Il murale è una raffigurazione della mappa di Palermo sopra cui tre uomini sorretti da palloni aerostatici si librano nel vento del cambiamento, che ha toccato tutti dopo il 1992, e di cui ad oggi, seppur tra tante difficoltà, si riescono a raccogliere i frutti.

A commissionarlo l’imprenditore Angelo Badalamenti, in occasione dei trent’anni della sua attività, che ha deciso di celebrare un’idea: il cambiamento. “Quest’anno celebriamo i trent’anni di Medielettra – racconta Badalamenti - avrei potuto organizzare una festa privata con clienti, dipendenti e fornitori, ma poi ho deciso di investire queto denaro per creare qualcosa di valore, che potesse restare e che fosse a disposizione delle persone. Così per i nostri trent’anni di attività abbiamo deciso di portare avanti due attività: il murale e un'altra che partirà a settembre, con la piantumazione di 30 metri quadrati di posidonia nel Golfo di Capo Zafferano per ridare un po’ di ossigeno al nostro mare, uno per ogni di anno di attività".
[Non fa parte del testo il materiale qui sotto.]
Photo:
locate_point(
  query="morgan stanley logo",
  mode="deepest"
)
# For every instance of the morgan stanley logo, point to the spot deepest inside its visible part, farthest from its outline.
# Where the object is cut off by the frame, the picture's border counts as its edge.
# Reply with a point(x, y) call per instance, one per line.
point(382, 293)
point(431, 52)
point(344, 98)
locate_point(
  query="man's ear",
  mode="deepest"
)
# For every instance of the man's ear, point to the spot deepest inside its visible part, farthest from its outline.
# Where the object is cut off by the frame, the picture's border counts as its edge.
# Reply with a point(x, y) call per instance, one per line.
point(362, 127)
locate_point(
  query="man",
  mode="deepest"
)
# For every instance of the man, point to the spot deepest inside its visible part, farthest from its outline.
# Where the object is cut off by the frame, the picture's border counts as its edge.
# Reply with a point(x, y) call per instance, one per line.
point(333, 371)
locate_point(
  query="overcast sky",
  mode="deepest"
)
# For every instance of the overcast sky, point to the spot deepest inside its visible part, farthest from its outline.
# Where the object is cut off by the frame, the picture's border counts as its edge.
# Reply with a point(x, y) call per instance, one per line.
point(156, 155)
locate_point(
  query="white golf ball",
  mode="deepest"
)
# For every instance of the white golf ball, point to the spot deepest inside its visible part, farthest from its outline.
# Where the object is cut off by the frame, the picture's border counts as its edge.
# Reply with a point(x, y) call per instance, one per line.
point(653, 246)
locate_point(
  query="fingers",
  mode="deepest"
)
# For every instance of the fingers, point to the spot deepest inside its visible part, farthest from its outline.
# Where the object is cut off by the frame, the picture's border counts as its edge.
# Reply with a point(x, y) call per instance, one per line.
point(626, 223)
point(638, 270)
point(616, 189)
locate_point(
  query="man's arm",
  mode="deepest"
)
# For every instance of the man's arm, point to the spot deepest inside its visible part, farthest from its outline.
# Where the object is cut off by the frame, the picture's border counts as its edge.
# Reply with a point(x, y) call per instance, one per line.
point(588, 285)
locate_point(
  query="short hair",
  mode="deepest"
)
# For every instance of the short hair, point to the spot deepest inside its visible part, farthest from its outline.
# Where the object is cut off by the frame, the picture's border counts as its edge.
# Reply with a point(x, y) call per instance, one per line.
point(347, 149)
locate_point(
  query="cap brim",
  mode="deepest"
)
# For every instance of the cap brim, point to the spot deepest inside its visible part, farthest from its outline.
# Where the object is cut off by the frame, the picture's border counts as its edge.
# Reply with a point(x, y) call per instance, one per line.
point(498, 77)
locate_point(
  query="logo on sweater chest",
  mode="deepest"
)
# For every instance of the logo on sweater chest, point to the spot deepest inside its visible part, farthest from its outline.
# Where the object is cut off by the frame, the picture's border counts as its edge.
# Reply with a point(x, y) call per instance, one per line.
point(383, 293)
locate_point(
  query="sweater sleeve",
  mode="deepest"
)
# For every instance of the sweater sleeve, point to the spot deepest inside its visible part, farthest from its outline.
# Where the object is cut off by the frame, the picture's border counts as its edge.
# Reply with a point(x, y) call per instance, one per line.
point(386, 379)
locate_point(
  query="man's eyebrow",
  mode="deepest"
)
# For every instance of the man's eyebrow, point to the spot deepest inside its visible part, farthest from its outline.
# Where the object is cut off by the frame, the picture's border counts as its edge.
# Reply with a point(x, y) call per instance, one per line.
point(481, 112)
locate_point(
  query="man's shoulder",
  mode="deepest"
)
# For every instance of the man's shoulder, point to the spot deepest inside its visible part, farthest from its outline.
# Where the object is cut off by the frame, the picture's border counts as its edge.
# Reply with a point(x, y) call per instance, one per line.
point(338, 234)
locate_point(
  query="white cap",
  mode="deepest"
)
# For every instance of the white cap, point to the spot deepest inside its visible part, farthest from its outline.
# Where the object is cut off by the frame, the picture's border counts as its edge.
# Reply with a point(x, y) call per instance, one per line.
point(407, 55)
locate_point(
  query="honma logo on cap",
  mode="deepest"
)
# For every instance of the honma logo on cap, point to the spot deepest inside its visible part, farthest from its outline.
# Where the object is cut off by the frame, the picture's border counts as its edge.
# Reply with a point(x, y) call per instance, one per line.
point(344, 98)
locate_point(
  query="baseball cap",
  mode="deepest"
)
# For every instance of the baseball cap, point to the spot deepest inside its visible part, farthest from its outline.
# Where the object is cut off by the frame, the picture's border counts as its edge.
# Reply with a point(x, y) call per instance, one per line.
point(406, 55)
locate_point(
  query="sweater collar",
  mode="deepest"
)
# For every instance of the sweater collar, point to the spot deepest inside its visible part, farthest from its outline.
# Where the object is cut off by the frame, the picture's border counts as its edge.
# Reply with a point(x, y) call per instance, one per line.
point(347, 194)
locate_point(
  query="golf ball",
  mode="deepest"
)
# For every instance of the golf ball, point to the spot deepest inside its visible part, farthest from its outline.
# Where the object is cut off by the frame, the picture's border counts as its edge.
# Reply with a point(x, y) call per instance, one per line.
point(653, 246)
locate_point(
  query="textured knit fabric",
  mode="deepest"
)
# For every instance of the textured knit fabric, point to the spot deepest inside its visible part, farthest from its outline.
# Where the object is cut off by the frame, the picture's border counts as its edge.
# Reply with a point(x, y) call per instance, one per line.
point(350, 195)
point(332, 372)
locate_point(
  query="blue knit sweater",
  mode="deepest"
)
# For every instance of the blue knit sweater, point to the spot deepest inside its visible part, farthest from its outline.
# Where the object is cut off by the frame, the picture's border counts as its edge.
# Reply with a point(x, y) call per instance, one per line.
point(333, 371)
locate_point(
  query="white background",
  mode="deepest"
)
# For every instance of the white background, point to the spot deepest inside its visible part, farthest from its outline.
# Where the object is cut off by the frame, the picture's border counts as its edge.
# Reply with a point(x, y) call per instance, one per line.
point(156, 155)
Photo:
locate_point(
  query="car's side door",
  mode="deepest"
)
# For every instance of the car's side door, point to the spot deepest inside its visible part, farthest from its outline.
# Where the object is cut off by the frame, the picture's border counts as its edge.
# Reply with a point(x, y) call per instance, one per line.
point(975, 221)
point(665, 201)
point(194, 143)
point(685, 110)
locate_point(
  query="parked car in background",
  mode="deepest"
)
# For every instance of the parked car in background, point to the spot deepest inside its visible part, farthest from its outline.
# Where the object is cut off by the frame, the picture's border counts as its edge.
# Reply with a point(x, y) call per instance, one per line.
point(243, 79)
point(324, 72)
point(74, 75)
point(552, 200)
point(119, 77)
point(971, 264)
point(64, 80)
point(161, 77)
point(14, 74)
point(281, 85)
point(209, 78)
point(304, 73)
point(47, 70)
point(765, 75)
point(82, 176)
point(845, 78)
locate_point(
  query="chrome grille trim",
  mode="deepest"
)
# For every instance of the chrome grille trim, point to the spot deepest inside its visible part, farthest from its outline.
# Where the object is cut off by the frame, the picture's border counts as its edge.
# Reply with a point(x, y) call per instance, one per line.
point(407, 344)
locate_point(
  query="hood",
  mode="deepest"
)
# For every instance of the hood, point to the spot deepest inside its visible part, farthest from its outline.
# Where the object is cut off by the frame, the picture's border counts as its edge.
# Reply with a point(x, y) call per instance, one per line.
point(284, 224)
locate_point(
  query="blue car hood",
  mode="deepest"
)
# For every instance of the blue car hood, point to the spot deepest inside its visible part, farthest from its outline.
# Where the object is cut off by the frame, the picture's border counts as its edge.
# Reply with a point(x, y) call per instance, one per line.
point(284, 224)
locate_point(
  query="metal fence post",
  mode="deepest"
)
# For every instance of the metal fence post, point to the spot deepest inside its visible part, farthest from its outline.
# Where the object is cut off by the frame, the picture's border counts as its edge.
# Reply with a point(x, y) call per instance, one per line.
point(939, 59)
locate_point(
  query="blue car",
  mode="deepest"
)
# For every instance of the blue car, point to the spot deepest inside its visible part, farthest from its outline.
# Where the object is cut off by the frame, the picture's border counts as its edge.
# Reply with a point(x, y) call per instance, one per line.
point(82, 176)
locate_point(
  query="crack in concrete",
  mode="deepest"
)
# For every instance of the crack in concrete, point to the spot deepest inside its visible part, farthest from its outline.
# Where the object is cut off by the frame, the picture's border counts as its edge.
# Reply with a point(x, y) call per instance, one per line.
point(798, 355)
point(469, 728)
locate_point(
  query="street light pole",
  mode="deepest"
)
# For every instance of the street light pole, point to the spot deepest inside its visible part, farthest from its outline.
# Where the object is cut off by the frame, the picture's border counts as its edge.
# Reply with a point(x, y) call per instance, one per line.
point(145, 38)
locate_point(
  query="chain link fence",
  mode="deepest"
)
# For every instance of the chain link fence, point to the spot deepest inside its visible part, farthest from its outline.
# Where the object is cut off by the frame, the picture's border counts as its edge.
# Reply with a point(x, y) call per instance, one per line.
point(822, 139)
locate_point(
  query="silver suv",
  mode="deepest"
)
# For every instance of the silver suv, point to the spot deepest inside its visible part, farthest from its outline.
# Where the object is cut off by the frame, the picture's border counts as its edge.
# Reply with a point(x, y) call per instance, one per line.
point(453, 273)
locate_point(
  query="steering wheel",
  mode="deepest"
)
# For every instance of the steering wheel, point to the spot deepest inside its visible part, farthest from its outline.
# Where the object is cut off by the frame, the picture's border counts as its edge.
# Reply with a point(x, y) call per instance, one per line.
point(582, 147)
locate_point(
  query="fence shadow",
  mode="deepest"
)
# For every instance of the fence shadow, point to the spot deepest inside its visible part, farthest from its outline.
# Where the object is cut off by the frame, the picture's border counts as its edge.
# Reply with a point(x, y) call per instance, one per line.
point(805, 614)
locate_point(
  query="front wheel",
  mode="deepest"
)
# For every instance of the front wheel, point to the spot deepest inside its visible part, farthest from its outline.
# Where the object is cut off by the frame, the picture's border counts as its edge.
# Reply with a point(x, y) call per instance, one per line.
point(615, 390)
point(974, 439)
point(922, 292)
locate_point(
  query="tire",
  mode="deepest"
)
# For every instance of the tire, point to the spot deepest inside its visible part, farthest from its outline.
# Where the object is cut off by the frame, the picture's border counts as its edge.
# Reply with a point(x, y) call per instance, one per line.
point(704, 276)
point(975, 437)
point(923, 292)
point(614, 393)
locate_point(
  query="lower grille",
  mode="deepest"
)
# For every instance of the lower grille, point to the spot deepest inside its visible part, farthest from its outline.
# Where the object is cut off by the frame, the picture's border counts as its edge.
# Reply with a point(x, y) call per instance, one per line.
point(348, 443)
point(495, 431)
"Il Murale non vuole essere solo una celebrazione, per quanto doverosa, di quelle stragi e di quelle vittime – spiega l’artista Andrea Buglisi- ma vuole far comprendere come il cambiamento è sempre parte di una rigenerazione o meglio di una 'nuova generazione' che nasce da quel naturale 'spazzar via' che è proprio del vento. L’arte offerta al passante - che è nella natura stessa dei murali urbani - è protagonista di questi mutamenti positivi; ogni persona è libera di interpretarla, giorno per giorno, tutti i giorni nel suo quotidiano, cambiando idea e d modificando il suo percorso verso nuovi traguardi".